I don't see the need for a 1-1 correspondance for AR overlays since it's not that useful to have a virtual overlay of a 50-story building over the real thing. Maybe some of the advertisements or signage might be, although I see too much AR overlay as a hinderance not the helpful tool it should be.

I also don't see smaller "sub-matrix" systems but rather lots of public and private services. I am sure there is more than one set of "2070 Yellow Pages" that you can organize, filter and sort how you'd like as well as public/private libraries, shopping centers and the like much as we see today. Your MSP probably has preferred vendors and such they are partnered with as does any corporate conglomorate.

For grid-guide systems, I doubt you could see the actual traffic flow to the point you could identify individual vehicles. That to me seems awful private information to make public. I am sure you'd get some Traffic-Index or some metric like that to help you make traffic decisions as your are driving in AR. In VR, this would be abstracted to a public system (traffic Indicies, information) with some animated traffic iconography, since you're obviously letting the car drive if you are full-VR while in traffic.
PlatonicPimp
Actually, by canon the entire city of seatlle has AR overlays to make the buildings all emerald-y. There's also a program that lets you slap images up on any surface you want, but only you can see them.

The key here is that AR does not have to have a 1-1 correspondance, but it can if you want it to. It's just a matter of having the computer's cameras analyze it's images, create a 3d model of the area, and check both your own data and the broadcast data of the nodes in range to see if anything is supposed to be there.
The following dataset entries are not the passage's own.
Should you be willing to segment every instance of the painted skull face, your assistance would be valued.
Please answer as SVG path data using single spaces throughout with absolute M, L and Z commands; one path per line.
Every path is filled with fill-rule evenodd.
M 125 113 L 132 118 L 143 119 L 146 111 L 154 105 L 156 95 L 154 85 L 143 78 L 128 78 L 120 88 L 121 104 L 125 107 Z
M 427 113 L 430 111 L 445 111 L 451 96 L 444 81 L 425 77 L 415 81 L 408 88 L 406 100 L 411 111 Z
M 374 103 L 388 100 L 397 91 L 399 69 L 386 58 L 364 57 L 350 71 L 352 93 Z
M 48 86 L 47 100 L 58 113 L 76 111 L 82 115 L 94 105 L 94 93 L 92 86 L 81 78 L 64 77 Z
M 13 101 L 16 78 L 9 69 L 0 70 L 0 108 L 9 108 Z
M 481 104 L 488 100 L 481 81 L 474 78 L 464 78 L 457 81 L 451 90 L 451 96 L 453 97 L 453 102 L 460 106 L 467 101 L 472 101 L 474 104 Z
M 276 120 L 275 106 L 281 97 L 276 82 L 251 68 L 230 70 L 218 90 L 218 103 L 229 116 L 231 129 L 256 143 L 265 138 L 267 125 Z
Y'know, Just. I've always figured that those 1-1 AR overlays tend to be the links for the nodes they represent, and you interact with them somehow in order to access said node.
GrinderTheTroll
QUOTE (PlatonicPimp)
Actually, by canon the entire city of seatlle has AR overlays to make the buildings all emerald-y. There's also a program that lets you slap images up on any surface you want, but only you can see them.

AR or VR? I'd think AR would be too distracting for trying to get about with a ton of visual imagry.

Time for a re-read for me! cyber.gif
PlatonicPimp
AR.

And really that isn't critical visuals, unless you consider the city itself to be visually overwhelming.

In fact, if you did, it might be possible to get your reality filter to edit out the skyline.